La laïcité : un prétexte pour camoufler le rejet des musulmans? (partie 2)

Par: Annie-Ève Collin

Dans la première partie de cette série de billets, je faisais valoir que ce n'est pas parce que le voile suscite davantage de discussions que les autres signes religieux que l'on peut en conclure que la laïcité est un prétexte pour faire passer une malsaine xénophobie anti-musulmans.

Depuis que le gouvernement caquiste a précisé les modalités de son projet, eut égard aux signes religieux chez les fonctionnaires, un autre argument se fait entendre : concrètement, la grande majorité des personnes touchées par la loi proposée par la CAQ seraient des enseignantes qui portent le voile islamique. Il y a assez peu de juges et de policiers de sexe masculin qui portent un turban ou une kippa, nous dit-on. Les enseignantes de sexe féminin qui portent le voile, au contraire, sont nombreuses. Serait-ce, comme certains le prétendent, la preuve que la défense de la laïcité n'est qu'une façon hypocrite de s'en prendre aux musulmans en particulier?

Il est incontestable que dans les faits, ce sont surtout des enseignantes qui portent le voile qui seraient touchées par la loi proposée par la CAQ, si celle-ci venait à être adoptée. Mais est-ce suffisant pour conclure que l'intention est de les viser en particulier ? Pratiquement n'importe quelle loi, n'importe quelle règle a davantage d'impact sur certaines personnes que sur d'autres. Le traitement qui est prévu est équitable à la base : quel que soit le signe religieux qu'on veut porter, si on veut occuper un poste de fonctionnaire en position d'autorité, on doit le retirer pendant qu'on travaille (et on est parfaitement libre de le porter en dehors du travail). 

Un code vestimentaire interdisant les minijupes a un impact sur les femmes qui aiment en porter et n'en a aucun sur les femmes qui n'en portent jamais de toute façon ; un tel règlement a un impact sur bien peu d'hommes, quoique sur quelques uns, oui, mais il a un impact sur bon nombre de femmes. C'est donc une règle qui a davantage d'impact sur certains groupes que sur d'autres. Est-ce pour autant un règlement fait pour viser les femmes, la preuve d'un sexisme éhonté qui se donne des airs de souci d'un certain décorum ?
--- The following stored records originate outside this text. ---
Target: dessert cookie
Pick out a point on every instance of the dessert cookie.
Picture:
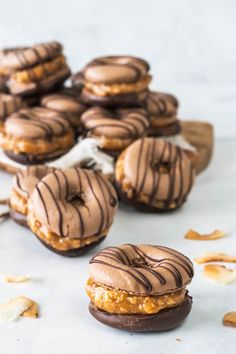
(23, 185)
(35, 69)
(154, 175)
(115, 129)
(140, 288)
(3, 87)
(71, 211)
(114, 80)
(162, 111)
(68, 103)
(8, 105)
(36, 135)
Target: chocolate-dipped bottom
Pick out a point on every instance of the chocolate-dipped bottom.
(154, 175)
(34, 70)
(120, 100)
(135, 287)
(163, 321)
(68, 103)
(24, 183)
(72, 209)
(35, 135)
(162, 110)
(113, 80)
(8, 105)
(115, 129)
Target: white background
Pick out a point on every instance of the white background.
(191, 46)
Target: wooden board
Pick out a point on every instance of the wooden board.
(201, 135)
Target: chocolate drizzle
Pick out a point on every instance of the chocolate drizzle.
(25, 181)
(84, 202)
(161, 104)
(36, 123)
(159, 170)
(9, 104)
(123, 123)
(135, 68)
(141, 269)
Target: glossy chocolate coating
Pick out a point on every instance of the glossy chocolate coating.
(162, 321)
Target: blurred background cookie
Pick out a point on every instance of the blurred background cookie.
(114, 80)
(154, 175)
(36, 135)
(33, 70)
(115, 129)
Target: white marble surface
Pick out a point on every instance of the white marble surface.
(65, 325)
(190, 44)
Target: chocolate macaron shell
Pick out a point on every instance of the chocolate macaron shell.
(124, 124)
(74, 203)
(143, 207)
(51, 83)
(165, 130)
(19, 218)
(141, 269)
(131, 99)
(9, 104)
(159, 170)
(31, 159)
(36, 123)
(161, 104)
(21, 58)
(75, 252)
(25, 181)
(166, 319)
(115, 69)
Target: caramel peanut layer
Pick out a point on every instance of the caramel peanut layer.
(120, 302)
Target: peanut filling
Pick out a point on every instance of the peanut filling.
(160, 121)
(115, 89)
(18, 203)
(40, 71)
(127, 188)
(121, 302)
(36, 146)
(54, 240)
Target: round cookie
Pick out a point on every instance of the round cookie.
(154, 175)
(140, 287)
(115, 129)
(8, 105)
(35, 135)
(34, 70)
(71, 211)
(68, 103)
(114, 80)
(162, 110)
(24, 183)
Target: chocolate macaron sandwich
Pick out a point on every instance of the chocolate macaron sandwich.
(114, 80)
(34, 70)
(115, 129)
(162, 111)
(24, 183)
(140, 287)
(71, 211)
(68, 103)
(154, 175)
(35, 135)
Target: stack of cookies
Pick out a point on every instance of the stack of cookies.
(108, 117)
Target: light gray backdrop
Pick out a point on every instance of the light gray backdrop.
(190, 44)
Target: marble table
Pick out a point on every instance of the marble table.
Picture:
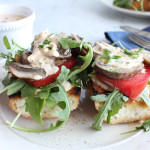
(90, 19)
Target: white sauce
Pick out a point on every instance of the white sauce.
(125, 61)
(43, 57)
(10, 18)
(102, 84)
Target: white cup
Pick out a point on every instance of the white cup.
(21, 31)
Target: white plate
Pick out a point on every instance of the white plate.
(75, 134)
(133, 13)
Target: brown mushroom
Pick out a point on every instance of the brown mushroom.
(26, 71)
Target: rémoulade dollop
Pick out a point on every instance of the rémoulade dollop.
(45, 56)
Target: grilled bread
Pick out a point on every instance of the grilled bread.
(16, 102)
(132, 110)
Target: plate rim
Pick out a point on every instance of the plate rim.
(124, 10)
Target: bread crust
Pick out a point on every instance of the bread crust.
(132, 110)
(16, 102)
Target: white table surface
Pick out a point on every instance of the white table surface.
(90, 19)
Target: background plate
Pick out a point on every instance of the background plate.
(129, 12)
(75, 134)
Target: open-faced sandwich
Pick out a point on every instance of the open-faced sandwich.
(143, 5)
(119, 84)
(45, 81)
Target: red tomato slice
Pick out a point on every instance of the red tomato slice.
(70, 63)
(130, 87)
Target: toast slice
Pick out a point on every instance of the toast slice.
(16, 102)
(132, 110)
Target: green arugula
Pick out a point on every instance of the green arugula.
(113, 103)
(46, 42)
(10, 56)
(145, 96)
(108, 57)
(145, 126)
(123, 3)
(99, 98)
(6, 42)
(67, 43)
(51, 95)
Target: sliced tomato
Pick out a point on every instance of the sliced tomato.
(70, 63)
(130, 87)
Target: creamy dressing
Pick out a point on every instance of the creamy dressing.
(45, 57)
(10, 18)
(102, 84)
(125, 61)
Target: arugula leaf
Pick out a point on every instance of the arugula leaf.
(111, 107)
(108, 57)
(123, 3)
(50, 104)
(145, 126)
(76, 81)
(28, 90)
(6, 42)
(16, 88)
(46, 42)
(63, 75)
(9, 59)
(67, 43)
(145, 96)
(10, 56)
(6, 81)
(13, 85)
(99, 98)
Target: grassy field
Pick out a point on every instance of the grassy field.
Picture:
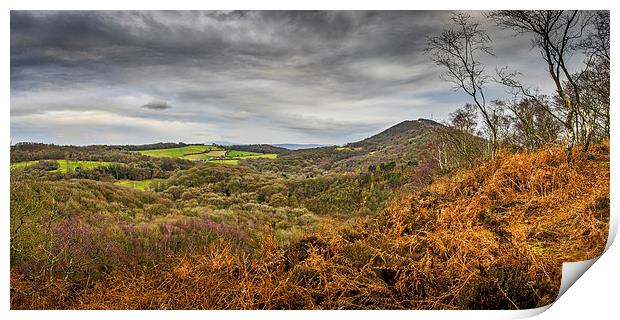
(259, 155)
(65, 165)
(240, 154)
(177, 152)
(139, 184)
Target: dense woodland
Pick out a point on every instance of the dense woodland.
(478, 212)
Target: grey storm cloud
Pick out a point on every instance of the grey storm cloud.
(243, 76)
(157, 105)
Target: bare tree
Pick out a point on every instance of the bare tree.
(557, 35)
(458, 50)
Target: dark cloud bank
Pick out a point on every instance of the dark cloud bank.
(249, 77)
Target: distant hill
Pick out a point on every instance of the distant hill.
(402, 133)
(298, 146)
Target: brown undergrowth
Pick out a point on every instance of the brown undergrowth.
(490, 238)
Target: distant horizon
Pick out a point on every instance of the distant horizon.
(223, 143)
(332, 77)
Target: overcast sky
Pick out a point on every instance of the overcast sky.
(244, 77)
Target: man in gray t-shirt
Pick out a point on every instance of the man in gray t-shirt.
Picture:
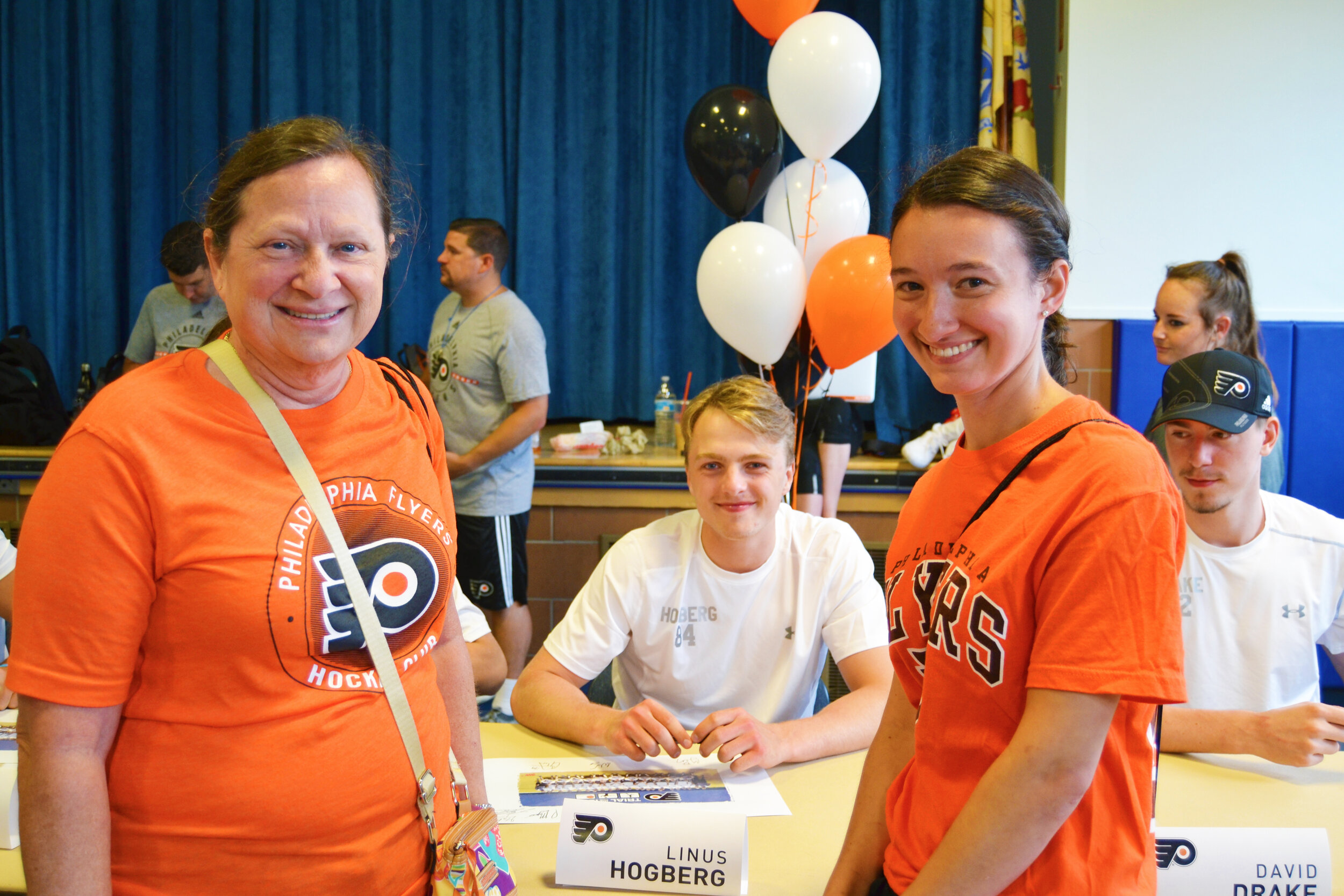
(487, 364)
(181, 313)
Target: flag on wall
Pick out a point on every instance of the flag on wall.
(1006, 113)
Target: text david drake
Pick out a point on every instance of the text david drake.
(641, 847)
(1243, 862)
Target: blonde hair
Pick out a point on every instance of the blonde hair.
(750, 402)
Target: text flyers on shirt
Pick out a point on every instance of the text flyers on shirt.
(664, 849)
(1243, 862)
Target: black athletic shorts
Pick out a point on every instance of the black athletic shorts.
(881, 887)
(492, 559)
(834, 422)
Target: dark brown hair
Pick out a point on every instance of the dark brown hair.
(484, 237)
(999, 184)
(1227, 291)
(183, 250)
(267, 151)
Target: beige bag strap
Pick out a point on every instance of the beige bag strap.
(222, 353)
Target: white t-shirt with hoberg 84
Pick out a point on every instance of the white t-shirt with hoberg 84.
(1252, 615)
(698, 639)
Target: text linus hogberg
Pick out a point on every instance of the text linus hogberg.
(694, 875)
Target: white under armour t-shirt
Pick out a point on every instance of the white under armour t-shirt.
(698, 639)
(1253, 614)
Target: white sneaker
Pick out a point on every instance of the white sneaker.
(942, 437)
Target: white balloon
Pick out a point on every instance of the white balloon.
(824, 77)
(839, 209)
(753, 289)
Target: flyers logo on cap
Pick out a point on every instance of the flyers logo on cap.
(401, 548)
(1234, 385)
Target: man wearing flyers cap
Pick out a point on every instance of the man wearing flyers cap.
(1262, 580)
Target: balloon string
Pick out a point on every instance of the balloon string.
(802, 418)
(808, 225)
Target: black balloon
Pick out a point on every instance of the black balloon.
(734, 147)
(793, 377)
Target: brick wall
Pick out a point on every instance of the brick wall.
(1092, 358)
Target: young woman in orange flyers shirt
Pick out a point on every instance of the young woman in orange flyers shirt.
(1033, 640)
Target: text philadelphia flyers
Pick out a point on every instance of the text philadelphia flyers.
(404, 551)
(956, 615)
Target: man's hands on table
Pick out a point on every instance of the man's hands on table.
(1300, 735)
(735, 735)
(643, 730)
(741, 739)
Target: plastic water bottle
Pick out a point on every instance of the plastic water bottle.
(664, 413)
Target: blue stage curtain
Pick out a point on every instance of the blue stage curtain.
(562, 120)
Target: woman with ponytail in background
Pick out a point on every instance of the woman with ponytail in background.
(1202, 307)
(1031, 580)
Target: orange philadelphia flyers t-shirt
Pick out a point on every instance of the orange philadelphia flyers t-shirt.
(171, 564)
(1068, 583)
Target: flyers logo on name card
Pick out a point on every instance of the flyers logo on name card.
(1175, 851)
(402, 548)
(596, 827)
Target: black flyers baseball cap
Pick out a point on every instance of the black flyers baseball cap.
(1222, 389)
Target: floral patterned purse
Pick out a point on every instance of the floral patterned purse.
(468, 860)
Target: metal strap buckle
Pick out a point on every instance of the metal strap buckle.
(426, 797)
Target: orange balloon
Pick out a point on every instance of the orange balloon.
(850, 300)
(772, 17)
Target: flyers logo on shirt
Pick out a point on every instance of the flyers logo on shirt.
(402, 550)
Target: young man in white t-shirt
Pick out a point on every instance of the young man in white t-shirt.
(1262, 582)
(718, 620)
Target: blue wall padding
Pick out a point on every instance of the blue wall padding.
(1313, 473)
(1329, 676)
(1138, 377)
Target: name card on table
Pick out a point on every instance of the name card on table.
(664, 849)
(1243, 862)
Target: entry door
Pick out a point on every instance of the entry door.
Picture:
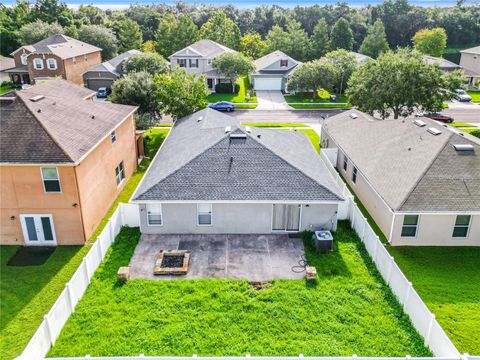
(38, 229)
(286, 217)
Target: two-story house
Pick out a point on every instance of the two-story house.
(53, 57)
(198, 59)
(63, 161)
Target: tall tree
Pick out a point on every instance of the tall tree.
(221, 29)
(320, 41)
(400, 83)
(37, 30)
(252, 45)
(341, 36)
(180, 94)
(375, 42)
(233, 65)
(129, 35)
(101, 37)
(430, 42)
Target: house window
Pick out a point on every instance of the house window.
(354, 175)
(154, 214)
(51, 181)
(462, 224)
(182, 62)
(204, 214)
(119, 173)
(193, 63)
(52, 64)
(38, 64)
(410, 225)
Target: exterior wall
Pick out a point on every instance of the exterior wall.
(233, 218)
(436, 230)
(18, 181)
(96, 174)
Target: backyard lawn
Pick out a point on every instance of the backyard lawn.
(448, 281)
(349, 311)
(28, 293)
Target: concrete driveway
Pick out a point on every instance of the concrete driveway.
(271, 100)
(251, 257)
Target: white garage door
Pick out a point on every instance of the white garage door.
(268, 84)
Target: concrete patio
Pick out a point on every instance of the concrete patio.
(251, 257)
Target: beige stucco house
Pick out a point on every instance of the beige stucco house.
(63, 161)
(419, 180)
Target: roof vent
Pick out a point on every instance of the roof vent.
(420, 123)
(434, 131)
(463, 147)
(37, 98)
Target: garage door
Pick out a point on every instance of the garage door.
(268, 83)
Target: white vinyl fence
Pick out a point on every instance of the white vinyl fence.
(53, 322)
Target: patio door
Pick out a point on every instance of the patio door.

La limite du taux d'alcoolémie permis quand on conduit un véhicule a davantage d'impact sur les gens qui boivent de l'alcool que sur les gens qui n'en boivent pas. L'interdiction de boire de l'alcool dans bon nombre de lieux publics a davantage d'impact sur les gens qui boivent que sur les gens qui ne boivent pas. Si des études en venaient à montrer qu'une plus grande proportion de chrétiens que de musulmans boivent de l'alcool, pourrait-on en conclure que ces lois visent les chrétiens et les discriminent par rapport aux musulmans ? Non, n'est-ce pas?

Pensez à tous les exemples de loi ou de règlement que vous voulez, il y aura toujours des gens pour qui c'est plus contraignant que pour d'autres. En conclure que toute loi et tout règlement est injustement discriminatoire serait absurde.

La laïcité présente le port de signes religieux comme un problème de la part d'un fonctionnaire en position d'autorité ; cela vaut pour tous les signes de toutes les religions. Que ceux qui portent un signe religieux soient plus nombreux dans certaines confessions que dans d'autres, ne suffit pas à conclure que la laïcité est établie dans le but sournois de s'en prendre aux adeptes d'une religion en particulier.